2. Advanced web and mobile data networks are used to track goods and aggregate usage, customer, and product information.
3. The focus is on shareable physical goods, including materials used, which makes local delivery of services and products, and their money, valuable and relevant.
4. Offers, news, and recommendations are transmitted largely through word of mouth, and augmented by social services networks.
I view the mesh as a infinitely connected and ever more complicated internet.
A mesh describes a type of network that allows any node to link in any direction with any other nodes in the system. Every part is connected to every other part, and they move in tandem.
Lisa Gansky believes Mesh businesses profit by streamlining access to physical goods and services. She sees them as easy to start and they leverage current available information infrastructure, and then they employ horizontal business to business services ( Fed Ex, Paypal). Mesh businesses all rely on the basic premise that when information about goods is shared, the value of the goods increases, for the business, for the individual, and for the community.
Mesh businesses are well positioned to constantly improve their customers experience by refining the overall experience and give long term savings - think items seldom used, high priced, high insurance ( cars, RV's, tools).
Here is Lisa Gansky at a TED conference;
The authors believes in learn - test - play - engage - repeat, which is a kind of play on the entrepreneur's fire, ready, aim. She believes in the process of producing beta editions and then modify in response
Lisa Gansky sees that the challenge is to leverage an infrastructure for real time personalization
Mesh businesses are taking what we have learned collectively about what works in the web businesses and they are applying it to the sharing of physical products.
Mesh requires durable, flexible, reparable, and sustainable.
The era of disposal products is gone. Things need to be built to last, the goal is to create products and then spread the cost of the life of them over several transactions and over many people.
The mesh encourages open and agreed upon design standards.
http://meshing.it/ - the book web site
The Mesh: Why the Future of Business Is Sharing- the book on amazon
Cradle to Cradle - all products need to be designed so that they can be reused or reclaimed. I think this will be a major factor in business in the future.
5 vectors make the mesh viable; the current economic crisis has created distrust of companies,the crisis has also made people reconsider what is valuable to them, the climate change is increasing the cost of business, in addition greater populations and urban density favor mesh and information networks have matured.
You can create a flash brand that is finely tuned to a particular community at the key time it is needed. Mesh blends well withg other trends in changing to a more niche market. Think the Long Tail by Chris Anderson. Here is the link to Amazon;
Long Tail, The, Revised and Updated Edition: Why the Future of Business is Selling Less of More
It is no longer critical to think what is next, instead think what is first in people's minds, what is important to them.
5 types of risk due to climate change:
physical ( weather)
When looking for business opportunities she puts it in a simple and clear way - value unused = waste = food for a startup
7 keys to building trust in the mesh:
say what you do and manage expectations
use trials and tests ( Think Tim Ferriss tests)

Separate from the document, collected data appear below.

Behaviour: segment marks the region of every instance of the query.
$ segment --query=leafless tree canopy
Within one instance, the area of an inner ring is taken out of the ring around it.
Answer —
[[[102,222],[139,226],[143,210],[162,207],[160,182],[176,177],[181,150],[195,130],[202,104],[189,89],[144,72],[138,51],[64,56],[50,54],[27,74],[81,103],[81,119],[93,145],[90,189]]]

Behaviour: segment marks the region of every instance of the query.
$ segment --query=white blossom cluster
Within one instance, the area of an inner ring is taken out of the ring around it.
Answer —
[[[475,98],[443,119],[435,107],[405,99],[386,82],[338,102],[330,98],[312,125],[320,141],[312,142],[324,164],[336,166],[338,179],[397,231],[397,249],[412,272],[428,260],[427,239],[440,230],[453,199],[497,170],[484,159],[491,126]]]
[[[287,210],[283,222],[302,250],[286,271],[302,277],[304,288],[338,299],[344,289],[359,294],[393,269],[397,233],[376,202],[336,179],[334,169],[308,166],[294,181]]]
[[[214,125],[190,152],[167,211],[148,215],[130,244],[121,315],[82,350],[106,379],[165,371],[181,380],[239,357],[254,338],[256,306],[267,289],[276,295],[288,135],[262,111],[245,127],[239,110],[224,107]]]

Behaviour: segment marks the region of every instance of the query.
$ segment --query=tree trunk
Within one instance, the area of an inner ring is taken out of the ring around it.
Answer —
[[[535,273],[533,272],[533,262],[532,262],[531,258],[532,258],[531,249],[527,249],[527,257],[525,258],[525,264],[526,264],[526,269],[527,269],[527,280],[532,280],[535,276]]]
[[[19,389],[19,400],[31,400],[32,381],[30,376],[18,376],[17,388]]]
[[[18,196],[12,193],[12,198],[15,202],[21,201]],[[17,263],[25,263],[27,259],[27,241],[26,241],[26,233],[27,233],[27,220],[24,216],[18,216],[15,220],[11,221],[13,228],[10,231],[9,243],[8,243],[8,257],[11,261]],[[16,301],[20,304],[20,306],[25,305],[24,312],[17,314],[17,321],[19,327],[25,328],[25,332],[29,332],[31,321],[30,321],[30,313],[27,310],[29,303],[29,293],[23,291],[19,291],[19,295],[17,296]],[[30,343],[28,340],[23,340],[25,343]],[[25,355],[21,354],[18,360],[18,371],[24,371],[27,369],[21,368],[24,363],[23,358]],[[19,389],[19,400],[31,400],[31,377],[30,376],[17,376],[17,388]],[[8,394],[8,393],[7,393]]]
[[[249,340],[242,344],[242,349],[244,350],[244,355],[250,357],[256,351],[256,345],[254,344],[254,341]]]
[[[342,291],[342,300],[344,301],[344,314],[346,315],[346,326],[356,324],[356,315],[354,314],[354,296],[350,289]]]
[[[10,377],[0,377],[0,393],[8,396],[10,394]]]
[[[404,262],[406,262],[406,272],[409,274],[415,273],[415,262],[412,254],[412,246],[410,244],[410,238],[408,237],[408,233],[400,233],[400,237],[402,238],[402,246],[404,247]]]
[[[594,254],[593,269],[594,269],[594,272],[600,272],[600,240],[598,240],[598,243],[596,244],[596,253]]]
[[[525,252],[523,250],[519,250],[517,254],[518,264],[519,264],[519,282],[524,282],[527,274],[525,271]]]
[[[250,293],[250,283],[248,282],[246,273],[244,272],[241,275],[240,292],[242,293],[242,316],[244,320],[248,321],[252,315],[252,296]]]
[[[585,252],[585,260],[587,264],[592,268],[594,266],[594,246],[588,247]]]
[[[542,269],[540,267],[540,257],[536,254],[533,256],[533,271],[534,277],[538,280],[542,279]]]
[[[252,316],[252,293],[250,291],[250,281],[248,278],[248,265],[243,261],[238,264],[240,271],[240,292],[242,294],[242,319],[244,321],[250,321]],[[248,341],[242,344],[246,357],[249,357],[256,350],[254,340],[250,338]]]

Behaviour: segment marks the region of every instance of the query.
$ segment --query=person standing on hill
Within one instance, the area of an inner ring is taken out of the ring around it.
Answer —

do what you say ( credibility)
delight customers ( think zappos)
embrace social networks ( ex. Kevin Rose)
value transparency but protect privacy ( Facebook's issues)
deal with negative feedback quickly and skillfully
In today's world, advertising is less effective than word of mouth
Lisa Gansky states that Mesh businesses are information companies, but in reality today, all companies are information companies, and so are all people.
1. nature is not only integrated, it abhors vacuums and it identify and then fills niches quickly
2. nature is resilient and adaptive
3. in nature waste is food
Think how Virgin creates a business after a business to see what sticks and what does not. I am reading his autobiography,
Losing My Virginity: How I've Survived, Had Fun, and Made a Fortune Doing Business My Way
and I comment on him later, but he is fascinating and a man way before his time.
Business opportunities occur in niches when customers are restless about current choices.
Open architecture can drive hyper innovation, transparency makes things become more efficient much faster and customers like transparent.
4 questions to ask yourself;
1. how could a physical asset be managed using technology that allows the entrepreneur to offer and track the asset.
2. what would you need to know about the customer that you wouldn't need to know if you sold outright
3. what kind of promise of service does it take to thrive and what can you do to reduce customer risk.
4. what are you passionate about? ( not sure this is necessary, passion can breed blindness to market viability.)